Alliance Of Hypocrites
A tip from Occidentalis led me to a new website - Limes, where this article was posted:
On Monday November 13 members of the "Alliance of Civilizations" met in Istanbul. Noteworthy among the participants were Kofi Annan, secretary general of the United Nations, Federico Mayor, former general director of UNESCO, José-Luis Rodriguez Zapatero, Spanish prime minister and Recep Tayyip Erdogan, Turkish prime minister. This meeting was the occasion to study a document prepared by UN experts, that advocates the promotion of cultural diversity and dialogue between the West and the Muslim world.

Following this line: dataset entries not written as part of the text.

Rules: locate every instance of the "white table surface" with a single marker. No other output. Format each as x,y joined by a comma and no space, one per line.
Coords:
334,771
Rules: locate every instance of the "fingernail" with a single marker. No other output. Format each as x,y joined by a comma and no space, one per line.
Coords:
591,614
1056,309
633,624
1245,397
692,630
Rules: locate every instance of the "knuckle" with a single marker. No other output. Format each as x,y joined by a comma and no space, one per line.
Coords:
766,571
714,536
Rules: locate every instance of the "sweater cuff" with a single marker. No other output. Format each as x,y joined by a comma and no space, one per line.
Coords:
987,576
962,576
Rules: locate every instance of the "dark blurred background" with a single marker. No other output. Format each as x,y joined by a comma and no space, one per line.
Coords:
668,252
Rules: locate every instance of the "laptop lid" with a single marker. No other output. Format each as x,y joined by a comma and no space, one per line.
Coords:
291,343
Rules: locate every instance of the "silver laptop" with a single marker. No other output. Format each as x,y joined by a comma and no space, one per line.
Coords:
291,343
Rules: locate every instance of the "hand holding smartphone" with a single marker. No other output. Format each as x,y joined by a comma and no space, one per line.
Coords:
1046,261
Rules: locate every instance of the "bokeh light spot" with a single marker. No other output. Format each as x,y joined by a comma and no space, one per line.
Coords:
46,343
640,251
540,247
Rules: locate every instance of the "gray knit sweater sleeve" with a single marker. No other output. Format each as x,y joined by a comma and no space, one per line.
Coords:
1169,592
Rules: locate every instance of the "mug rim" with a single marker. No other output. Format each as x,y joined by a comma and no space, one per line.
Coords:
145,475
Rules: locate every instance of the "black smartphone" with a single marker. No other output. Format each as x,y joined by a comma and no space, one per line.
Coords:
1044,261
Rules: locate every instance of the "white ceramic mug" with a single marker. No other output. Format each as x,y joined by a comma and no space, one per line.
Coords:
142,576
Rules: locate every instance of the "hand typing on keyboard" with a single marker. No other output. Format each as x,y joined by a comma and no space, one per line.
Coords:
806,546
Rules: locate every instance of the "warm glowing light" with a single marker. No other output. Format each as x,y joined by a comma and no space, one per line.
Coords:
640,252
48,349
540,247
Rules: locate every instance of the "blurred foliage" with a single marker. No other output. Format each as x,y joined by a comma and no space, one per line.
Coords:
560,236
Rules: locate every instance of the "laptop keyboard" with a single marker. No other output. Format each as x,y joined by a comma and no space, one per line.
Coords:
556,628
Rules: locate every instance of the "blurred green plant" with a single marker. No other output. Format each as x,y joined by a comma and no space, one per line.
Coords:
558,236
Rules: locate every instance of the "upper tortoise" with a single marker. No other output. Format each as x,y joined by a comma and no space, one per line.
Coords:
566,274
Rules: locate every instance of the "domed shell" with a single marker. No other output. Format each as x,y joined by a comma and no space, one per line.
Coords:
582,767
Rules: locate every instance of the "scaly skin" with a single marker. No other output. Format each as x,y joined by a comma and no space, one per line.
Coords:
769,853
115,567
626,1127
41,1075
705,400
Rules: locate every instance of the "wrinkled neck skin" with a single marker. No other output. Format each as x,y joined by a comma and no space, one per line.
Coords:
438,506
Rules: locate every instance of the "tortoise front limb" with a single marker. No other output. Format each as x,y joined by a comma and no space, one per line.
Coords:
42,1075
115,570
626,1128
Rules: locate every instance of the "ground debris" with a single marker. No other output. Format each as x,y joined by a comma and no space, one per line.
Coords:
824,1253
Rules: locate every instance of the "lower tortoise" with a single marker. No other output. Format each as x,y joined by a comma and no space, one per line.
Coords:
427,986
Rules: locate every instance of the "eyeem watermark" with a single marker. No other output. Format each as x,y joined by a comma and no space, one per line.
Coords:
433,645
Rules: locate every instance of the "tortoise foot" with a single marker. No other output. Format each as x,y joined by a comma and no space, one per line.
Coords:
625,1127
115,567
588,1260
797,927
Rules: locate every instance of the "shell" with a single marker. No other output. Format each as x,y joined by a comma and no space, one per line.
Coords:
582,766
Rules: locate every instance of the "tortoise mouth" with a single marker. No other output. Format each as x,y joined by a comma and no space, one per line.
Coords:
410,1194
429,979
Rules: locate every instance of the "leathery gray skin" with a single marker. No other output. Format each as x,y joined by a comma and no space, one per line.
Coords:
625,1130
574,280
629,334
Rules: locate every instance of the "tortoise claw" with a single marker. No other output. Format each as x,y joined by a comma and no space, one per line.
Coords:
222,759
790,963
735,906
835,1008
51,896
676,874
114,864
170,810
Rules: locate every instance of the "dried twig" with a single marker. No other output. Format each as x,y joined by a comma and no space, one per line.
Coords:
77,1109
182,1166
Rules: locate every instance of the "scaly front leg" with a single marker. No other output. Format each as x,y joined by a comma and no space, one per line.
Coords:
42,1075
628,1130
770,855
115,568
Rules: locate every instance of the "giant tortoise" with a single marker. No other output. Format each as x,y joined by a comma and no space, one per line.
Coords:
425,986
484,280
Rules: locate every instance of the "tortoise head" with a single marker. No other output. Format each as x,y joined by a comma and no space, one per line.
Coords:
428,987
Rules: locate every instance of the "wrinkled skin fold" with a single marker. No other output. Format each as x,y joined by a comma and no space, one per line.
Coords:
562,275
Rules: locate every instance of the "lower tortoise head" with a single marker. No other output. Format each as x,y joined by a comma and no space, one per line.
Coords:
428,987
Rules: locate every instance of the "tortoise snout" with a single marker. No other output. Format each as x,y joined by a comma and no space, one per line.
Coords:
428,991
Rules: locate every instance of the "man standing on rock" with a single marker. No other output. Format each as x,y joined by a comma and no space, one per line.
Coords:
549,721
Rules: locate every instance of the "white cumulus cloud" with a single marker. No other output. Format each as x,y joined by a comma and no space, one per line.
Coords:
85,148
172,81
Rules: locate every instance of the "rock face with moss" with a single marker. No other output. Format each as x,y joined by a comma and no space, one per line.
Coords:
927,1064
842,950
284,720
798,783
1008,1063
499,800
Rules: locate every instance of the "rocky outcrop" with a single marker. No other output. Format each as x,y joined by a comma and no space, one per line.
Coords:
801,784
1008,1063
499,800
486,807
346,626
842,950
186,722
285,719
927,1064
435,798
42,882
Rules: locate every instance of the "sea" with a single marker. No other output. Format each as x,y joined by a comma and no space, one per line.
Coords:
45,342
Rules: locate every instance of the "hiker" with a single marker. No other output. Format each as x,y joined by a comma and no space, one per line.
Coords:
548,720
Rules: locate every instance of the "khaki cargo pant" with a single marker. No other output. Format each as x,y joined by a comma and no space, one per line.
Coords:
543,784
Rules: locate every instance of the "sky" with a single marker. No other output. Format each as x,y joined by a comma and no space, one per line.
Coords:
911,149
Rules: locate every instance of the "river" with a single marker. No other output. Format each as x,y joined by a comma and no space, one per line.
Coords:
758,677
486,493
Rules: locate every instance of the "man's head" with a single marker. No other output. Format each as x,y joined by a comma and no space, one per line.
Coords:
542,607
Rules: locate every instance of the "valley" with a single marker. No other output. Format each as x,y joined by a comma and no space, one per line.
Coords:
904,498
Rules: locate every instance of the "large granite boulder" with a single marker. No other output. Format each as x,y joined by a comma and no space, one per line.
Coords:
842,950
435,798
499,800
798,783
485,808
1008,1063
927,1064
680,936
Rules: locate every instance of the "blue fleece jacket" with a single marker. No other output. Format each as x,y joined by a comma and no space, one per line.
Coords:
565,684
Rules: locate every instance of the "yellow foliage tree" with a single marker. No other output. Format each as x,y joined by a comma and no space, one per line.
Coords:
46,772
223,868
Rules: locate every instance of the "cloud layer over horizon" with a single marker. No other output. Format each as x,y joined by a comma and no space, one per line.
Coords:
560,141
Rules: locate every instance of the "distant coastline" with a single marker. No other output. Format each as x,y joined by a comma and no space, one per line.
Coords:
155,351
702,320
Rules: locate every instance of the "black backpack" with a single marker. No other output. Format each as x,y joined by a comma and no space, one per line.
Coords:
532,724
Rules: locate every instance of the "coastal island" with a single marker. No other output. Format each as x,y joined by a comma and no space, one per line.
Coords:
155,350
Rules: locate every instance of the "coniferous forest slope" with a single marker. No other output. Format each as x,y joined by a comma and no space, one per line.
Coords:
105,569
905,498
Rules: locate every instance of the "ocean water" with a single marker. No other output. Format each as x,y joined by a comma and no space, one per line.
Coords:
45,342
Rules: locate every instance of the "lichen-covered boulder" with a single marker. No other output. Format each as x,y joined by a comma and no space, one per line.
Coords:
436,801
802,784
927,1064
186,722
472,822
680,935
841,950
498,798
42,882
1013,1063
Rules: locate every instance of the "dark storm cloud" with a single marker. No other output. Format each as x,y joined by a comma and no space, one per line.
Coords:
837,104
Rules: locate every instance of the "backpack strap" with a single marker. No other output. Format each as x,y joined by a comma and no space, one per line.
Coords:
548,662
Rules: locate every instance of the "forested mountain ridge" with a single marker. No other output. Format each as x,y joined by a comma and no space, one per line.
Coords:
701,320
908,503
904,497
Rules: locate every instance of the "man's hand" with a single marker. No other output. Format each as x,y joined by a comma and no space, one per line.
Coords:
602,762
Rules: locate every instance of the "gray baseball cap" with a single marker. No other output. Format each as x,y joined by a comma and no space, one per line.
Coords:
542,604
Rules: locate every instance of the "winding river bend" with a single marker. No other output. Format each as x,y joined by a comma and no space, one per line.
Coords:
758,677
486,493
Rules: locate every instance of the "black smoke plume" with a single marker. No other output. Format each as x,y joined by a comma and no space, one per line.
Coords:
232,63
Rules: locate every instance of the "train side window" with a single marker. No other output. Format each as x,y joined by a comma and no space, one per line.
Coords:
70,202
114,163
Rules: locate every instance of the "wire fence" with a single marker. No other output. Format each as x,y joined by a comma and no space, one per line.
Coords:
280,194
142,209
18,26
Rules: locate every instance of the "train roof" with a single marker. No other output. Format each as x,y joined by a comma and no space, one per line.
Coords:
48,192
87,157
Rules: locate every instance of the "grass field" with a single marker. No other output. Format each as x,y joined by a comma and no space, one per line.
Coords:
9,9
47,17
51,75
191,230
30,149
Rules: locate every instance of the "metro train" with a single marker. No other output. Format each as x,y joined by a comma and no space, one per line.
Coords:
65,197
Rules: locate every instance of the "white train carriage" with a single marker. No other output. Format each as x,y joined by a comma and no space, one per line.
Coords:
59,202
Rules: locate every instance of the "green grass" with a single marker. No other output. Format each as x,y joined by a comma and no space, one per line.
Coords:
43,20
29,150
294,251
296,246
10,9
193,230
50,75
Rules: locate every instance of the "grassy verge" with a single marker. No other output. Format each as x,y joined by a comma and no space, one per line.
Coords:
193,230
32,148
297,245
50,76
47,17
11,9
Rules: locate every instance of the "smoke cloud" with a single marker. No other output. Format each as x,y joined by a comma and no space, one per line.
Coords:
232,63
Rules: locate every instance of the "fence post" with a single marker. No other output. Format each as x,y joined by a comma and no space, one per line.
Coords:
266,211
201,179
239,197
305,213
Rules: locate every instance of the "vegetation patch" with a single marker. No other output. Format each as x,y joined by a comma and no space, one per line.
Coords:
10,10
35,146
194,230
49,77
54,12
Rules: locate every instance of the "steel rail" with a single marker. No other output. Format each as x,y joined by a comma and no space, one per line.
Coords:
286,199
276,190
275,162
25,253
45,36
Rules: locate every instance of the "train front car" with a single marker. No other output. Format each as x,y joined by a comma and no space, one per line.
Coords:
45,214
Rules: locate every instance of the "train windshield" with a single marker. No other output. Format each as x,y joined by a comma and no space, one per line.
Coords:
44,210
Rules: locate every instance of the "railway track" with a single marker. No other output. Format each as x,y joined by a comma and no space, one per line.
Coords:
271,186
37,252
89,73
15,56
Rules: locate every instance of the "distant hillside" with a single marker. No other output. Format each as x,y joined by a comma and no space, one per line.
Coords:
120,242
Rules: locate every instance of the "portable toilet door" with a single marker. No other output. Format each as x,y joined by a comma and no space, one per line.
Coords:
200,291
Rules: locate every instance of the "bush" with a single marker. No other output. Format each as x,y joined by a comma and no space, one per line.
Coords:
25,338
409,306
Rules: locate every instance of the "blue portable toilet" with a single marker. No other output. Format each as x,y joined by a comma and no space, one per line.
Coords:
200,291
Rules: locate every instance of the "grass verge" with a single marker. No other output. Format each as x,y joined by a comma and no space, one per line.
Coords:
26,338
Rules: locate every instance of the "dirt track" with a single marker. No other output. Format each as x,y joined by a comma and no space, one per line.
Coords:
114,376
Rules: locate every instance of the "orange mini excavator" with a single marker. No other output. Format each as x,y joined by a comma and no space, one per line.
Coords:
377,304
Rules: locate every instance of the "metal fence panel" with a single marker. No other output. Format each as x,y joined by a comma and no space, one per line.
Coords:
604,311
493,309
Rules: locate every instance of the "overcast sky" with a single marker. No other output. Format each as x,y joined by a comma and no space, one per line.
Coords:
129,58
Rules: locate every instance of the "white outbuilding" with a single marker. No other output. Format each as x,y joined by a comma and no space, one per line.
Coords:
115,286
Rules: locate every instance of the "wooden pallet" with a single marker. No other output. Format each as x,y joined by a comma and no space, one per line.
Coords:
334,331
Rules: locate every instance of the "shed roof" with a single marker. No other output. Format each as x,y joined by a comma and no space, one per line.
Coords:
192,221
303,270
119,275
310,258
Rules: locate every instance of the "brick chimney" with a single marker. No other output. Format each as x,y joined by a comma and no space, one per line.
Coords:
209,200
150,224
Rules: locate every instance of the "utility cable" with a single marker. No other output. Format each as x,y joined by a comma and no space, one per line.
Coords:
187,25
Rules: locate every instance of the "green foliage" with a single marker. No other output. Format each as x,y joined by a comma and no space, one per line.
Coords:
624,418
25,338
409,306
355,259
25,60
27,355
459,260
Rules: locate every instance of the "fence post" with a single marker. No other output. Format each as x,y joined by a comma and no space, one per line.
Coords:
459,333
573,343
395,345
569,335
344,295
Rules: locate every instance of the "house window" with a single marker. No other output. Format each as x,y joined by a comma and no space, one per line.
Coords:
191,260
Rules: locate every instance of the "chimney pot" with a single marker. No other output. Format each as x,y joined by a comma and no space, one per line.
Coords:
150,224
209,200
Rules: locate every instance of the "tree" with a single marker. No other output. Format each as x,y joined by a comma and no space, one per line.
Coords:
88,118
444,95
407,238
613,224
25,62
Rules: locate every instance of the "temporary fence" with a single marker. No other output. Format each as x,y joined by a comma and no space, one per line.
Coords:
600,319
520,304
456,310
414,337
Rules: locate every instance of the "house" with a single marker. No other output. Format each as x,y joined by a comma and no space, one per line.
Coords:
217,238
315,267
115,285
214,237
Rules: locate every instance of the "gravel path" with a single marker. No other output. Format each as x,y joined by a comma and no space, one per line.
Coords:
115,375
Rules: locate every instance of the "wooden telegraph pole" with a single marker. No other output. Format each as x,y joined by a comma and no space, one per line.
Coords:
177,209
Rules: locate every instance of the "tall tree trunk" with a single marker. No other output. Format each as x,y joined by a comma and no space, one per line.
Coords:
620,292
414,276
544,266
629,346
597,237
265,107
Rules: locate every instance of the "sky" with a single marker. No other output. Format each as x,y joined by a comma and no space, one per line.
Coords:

Even if the intentions are good, when such a proposal, laden with potential consequences is made, one must proceed with extreme caution. It was, therefore, comical that such a recommendation be proposed in Turkey, a country which even the UN Commission admits is not an example of respect for basic rights of religious minorities. Especially since on November 10, the President of the Republic of Cyprus, Tassos Papadopoulos, had met with Pope Benedict XVI to show him photographs of 300 churches destroyed in the northern part of the island occupied by Turkey. Looking at the magnitude of the destruction, the Pope expressed consternation and could not help but say: "It's unbelievable"...
This same "Alliance of Civilizations" Also drew up recommendations in the domain of education with the aim of promoting intercultural dialogue in the media and in school textbooks. Whom do they think they're kidding? Here is what one authority on this issue has said:
Conceived, produced and used by the Palestinian Authority in all of its schools, these textbooks are the keystone of an education system designed and developed in concert with constituants of the international community, first among them the European Union, the countries of Europe and UNESCO. Examining the contents of these books leads to a painful observation: far from advocating coexistence and peace with Israelis, these school texts instill hatred of Israel and the Jews and defend jihad and martyrdom.
At this point the author bemoans the loss of entire generations of young Palestinians who will never have a right to live out their lives or to contribute to the progress of their own people. He wonders how Europe can allow such poison to enter young minds perpetuating a culture of death that is diametrically opposed to its own most cherished values.
He then notes that Zapatero's and Erdogan's "alliance of civilizations" has not said a word about the abject caricatures of Jews transmitted on Arab television or the sermons preached on Palestinian television referring to Jews as sons of pigs and asses or the Syrian series broadcast at prime time showing Rabbis burning a non-Jewish child and drinking his blood. The series in 41 episodes is based on the false document of the tsars, The Protocols of Zion, that depicts Jews as conspiring to take over the world.
The author of the article closes with these words:
Finally the UN experts explain that the "Western military operations in Muslim countries contribute to the climate of fear and animosity". This is debatable with regard to Iraq. I am not one of those who favored intervention in that country. But the report does say "Muslim countries". I conclude that that could mean Afghanistan as well. A country where both Spain and Turkey sent troops, and an intervention that aroused no protest from the UN. Do they mean that we should have left the Taliban in power?...It would be nice if our UN experts were more explicit on this crucial point and on the preceding ones. Otherwise one cannot speak of an alliance of civilizations but an alliance of hypocrites.
Note: The main thing of interest to me is the backing of the EU in the publication of those textbooks. Very ominous, albeit not surprising. The author speaks of Europe's essential values, but those values have undergone a metamorphosis, partly due to socialized education and the inflexible politically correct media.
The photos of the churches destroyed on Cyprus have been discussed at various French websites. The photo above is not one of them. It shows a column from the ruins of an entrance to the Church of St. Nicholas in Myra, Turkey and it comes from a website called Livius, devoted to ancient history with photos galore.